Ann-Janine “A.J.” Morey ’73 shot the photographs for The Horse Cure: True Stories: Remarkable Horses Bringing Remarkable Change to Humankind by Michelle Holling-Brooks (Trafalgar Square Books, 2019).

Scholarship

Charvann Bailey (biology) was selected for the FUTURE in Biomedicine program at the University of Iowa Carver College of Medicine for summer research.

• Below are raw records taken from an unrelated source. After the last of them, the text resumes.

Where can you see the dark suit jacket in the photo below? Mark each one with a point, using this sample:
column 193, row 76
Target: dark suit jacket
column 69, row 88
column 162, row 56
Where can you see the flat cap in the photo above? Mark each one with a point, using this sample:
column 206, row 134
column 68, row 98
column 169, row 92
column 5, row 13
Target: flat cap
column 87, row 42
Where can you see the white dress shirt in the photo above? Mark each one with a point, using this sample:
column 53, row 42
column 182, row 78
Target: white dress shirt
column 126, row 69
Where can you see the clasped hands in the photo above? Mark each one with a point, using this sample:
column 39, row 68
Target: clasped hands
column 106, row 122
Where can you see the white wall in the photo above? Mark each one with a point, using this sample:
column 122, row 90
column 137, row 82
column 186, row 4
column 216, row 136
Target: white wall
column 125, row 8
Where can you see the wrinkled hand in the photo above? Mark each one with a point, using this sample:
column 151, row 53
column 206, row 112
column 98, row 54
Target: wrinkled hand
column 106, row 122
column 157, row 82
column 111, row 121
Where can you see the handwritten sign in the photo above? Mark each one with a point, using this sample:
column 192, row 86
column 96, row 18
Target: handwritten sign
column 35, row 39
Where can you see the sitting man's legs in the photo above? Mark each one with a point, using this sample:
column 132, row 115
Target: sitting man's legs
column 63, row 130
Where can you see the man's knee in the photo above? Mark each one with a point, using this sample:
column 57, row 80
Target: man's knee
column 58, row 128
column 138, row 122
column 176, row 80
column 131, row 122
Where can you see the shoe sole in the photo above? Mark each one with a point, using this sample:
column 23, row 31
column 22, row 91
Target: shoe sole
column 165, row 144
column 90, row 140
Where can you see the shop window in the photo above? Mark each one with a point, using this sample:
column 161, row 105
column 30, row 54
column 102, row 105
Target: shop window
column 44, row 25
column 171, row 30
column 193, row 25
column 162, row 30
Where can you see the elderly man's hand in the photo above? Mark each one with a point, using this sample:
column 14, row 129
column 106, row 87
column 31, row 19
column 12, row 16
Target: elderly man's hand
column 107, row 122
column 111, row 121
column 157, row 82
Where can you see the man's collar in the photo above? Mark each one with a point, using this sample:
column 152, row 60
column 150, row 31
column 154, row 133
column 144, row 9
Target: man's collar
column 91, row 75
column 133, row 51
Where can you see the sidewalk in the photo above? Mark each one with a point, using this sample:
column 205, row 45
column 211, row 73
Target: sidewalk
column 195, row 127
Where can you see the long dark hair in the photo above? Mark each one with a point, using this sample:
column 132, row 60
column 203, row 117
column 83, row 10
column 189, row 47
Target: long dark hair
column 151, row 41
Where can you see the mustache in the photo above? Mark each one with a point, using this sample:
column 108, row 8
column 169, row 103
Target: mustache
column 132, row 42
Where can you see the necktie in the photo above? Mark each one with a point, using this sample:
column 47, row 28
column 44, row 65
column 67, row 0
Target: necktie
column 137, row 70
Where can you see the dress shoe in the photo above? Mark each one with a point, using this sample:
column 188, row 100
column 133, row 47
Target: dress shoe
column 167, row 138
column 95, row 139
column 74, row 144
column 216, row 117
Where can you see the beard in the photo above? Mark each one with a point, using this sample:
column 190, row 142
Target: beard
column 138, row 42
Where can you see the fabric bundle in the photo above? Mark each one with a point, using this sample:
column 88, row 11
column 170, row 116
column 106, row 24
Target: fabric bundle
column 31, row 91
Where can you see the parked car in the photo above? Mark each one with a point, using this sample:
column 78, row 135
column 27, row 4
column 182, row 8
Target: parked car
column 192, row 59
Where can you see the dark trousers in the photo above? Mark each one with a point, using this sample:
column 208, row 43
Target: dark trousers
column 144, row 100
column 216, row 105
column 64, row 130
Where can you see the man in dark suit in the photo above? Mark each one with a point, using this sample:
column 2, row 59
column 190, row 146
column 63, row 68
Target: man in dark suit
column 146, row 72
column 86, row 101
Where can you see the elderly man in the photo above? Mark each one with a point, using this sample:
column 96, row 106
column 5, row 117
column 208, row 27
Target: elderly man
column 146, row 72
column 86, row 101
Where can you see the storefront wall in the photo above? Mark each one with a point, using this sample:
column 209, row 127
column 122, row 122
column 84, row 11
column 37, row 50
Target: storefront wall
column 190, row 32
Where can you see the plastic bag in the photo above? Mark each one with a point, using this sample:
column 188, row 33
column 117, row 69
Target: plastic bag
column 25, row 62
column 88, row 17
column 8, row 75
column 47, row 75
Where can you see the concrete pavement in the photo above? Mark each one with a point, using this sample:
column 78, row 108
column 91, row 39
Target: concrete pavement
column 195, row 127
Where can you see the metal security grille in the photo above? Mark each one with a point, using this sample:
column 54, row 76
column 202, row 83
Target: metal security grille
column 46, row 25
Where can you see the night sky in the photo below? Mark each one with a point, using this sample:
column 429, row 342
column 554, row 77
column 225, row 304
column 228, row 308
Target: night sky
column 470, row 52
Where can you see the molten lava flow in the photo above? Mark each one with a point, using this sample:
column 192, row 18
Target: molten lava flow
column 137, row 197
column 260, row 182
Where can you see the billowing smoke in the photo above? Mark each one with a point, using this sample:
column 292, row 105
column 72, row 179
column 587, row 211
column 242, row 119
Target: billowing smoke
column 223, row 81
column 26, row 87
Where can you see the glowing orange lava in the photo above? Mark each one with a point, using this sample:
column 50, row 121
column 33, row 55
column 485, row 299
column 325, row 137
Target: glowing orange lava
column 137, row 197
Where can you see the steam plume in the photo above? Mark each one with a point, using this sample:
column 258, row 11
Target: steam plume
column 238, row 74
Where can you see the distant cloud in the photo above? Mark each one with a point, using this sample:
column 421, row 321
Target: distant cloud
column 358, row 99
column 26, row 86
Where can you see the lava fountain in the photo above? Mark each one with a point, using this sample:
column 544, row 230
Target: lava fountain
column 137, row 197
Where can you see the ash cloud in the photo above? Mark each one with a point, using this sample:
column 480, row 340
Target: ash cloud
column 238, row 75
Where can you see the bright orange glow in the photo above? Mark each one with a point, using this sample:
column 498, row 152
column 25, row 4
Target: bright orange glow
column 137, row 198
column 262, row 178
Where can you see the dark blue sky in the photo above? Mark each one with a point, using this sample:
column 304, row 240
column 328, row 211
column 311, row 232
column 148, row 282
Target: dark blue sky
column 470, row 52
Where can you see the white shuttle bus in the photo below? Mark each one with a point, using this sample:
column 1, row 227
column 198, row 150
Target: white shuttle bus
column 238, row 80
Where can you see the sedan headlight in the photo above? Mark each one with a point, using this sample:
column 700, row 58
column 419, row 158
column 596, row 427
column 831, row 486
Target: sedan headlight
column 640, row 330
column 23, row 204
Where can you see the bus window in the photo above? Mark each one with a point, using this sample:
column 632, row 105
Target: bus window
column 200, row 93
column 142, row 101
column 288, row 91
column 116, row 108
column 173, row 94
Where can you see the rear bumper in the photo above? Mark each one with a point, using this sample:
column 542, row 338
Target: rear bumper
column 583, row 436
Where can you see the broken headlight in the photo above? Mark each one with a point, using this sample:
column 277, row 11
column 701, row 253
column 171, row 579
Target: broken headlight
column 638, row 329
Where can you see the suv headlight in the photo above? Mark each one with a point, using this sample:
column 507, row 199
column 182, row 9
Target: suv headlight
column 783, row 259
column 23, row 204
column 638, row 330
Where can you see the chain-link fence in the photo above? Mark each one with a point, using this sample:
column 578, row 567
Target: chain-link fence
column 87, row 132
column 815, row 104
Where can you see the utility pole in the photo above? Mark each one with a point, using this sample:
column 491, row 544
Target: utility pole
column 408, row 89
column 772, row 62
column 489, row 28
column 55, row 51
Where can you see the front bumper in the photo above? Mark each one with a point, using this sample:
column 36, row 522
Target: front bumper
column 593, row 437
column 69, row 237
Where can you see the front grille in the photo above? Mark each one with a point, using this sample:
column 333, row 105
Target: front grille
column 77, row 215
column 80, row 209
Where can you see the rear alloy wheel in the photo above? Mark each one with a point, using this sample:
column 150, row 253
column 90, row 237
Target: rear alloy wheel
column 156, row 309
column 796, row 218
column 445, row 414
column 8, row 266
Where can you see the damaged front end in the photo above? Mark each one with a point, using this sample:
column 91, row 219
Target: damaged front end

Shanna Benjamin (English) received a fellowship from the American Council of Learned Societies and a literary studies fellowship from the George A. and Eliza Gardner Howard Foundation for her project “The Life and Legacy of Nellie Y. McKay.” McKay was a groundbreaking feminist thinker who co-edited The Norton Anthology of African American Literature. The project examines McKay’s role in the field of black literary studies, her secret personal life, and the ways in which she achieved professional success.

Art

Adrienne van der Valk ’97 produces Feminist Hotdog, a news, humor, and cultural survival podcast by, for, and about women and people of all genders who experience sexism. The show’s overall theme is about finding joy and connection through feminism. It’s part of the NOCO.fm internet radio podcast network. The show streams on Wednesday nights at 10 p.m. EST (or EDT) and is available in the usual podcast places — Apple Podcasts, Stitcher, Google Music, Spotify — every other Thursday.